Research on UAV-aided Wireless Mesh Networking for Remote NZ Communities complete
Ciara Arnot Community Advisor •
Dr Wanqing Tu has recently completed her research focused on Unmanned Aerial Vehicle (UAV) - aided Wireless Mesh Networking (WMN).
WMNs are being tested around the world to help connect rural communities to the Internet, giving them access to the digital services that are becoming more prominent in daily life. The tools for WMNs are mounted on rooftops and have coverages that can expand to include communities of various sizes.
The main challenge here is that the New Zealand terrain can often be difficult – not just for people to navigate, but for wireless signals. This is where the UAVs play their role. Specific models of UAV with extended flying capability will be utilised to enhance the connectivity and data transmissions of ground WMNs. This is where Dr Wanqing’s research comes in.
The project team investigated the optimal allocation of WMN gateways or routers so that the number of required WMN gateways or routers could be minimised while keeping all end users covered. They found that hierarchical architecture presents a heuristic solution. Accordingly, a two-tier architecture was designed with the target of supporting several Gbps data rates.
Various simulations and experiments were conducted to investigate UAV reliability in supporting ground-air connections.

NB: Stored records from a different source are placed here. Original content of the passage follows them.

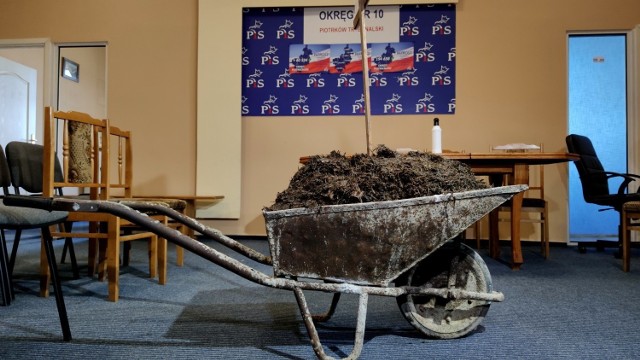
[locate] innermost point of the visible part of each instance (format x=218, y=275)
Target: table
x=496, y=165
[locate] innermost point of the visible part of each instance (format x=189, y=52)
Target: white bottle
x=436, y=137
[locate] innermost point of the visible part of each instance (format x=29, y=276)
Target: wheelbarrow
x=407, y=249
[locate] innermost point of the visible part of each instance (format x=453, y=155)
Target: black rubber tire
x=440, y=318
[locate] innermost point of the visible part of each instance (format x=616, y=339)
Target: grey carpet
x=571, y=306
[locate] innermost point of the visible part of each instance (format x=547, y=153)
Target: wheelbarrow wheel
x=452, y=265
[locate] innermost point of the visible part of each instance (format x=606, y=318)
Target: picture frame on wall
x=70, y=70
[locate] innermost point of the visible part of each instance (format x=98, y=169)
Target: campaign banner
x=347, y=59
x=279, y=80
x=334, y=25
x=392, y=57
x=308, y=59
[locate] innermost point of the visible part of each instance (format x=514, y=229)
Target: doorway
x=597, y=108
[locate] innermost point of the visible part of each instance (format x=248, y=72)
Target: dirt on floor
x=386, y=175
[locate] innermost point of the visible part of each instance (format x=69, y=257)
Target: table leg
x=520, y=176
x=494, y=238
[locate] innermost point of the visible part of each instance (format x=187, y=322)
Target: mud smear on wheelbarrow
x=386, y=175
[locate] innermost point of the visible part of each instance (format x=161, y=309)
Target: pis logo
x=393, y=105
x=452, y=54
x=358, y=106
x=346, y=80
x=245, y=108
x=424, y=105
x=424, y=54
x=269, y=106
x=377, y=80
x=440, y=77
x=300, y=106
x=452, y=105
x=408, y=78
x=284, y=80
x=315, y=80
x=440, y=27
x=409, y=27
x=285, y=31
x=269, y=57
x=254, y=80
x=245, y=59
x=329, y=106
x=254, y=32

The team designed several algorithms to efficiently handle UAV movements so that energy-efficient and performance-guaranteed ground links could be formed. They compared two major routing algorithms for the purpose of delivering high-performance data in our network.

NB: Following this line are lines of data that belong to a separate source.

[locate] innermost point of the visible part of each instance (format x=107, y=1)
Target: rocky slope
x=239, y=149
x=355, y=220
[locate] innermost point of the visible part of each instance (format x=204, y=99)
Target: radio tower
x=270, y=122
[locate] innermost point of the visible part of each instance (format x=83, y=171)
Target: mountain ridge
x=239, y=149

They explored how to schedule data flows so that the network would be able to implement energy and performance transmission adjustments in a self-healing and self-organising way.
This study showed that Network Calculus is a promising tool to develop a simple yet effective scheduling policy for network communication purposes.

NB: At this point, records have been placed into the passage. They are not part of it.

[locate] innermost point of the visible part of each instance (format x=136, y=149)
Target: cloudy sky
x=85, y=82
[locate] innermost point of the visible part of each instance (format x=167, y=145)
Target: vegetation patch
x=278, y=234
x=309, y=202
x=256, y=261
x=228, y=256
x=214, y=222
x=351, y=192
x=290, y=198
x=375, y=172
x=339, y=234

In the final report, key lessons are explained in further detail including:
- ground architecture
- UAV connections
- efficient data delivery
The research team has been presenting results to an international audience through conferences and online seminars. They plan to visit local telecommunication companies and remote residences to share the outcomes with end users and ISPs.
The research has been published through the 2021 IEEE 18th Annual Consumer Communications & Networking Conference: A seamless and efficient transition algorithm for aerial drone multicasting.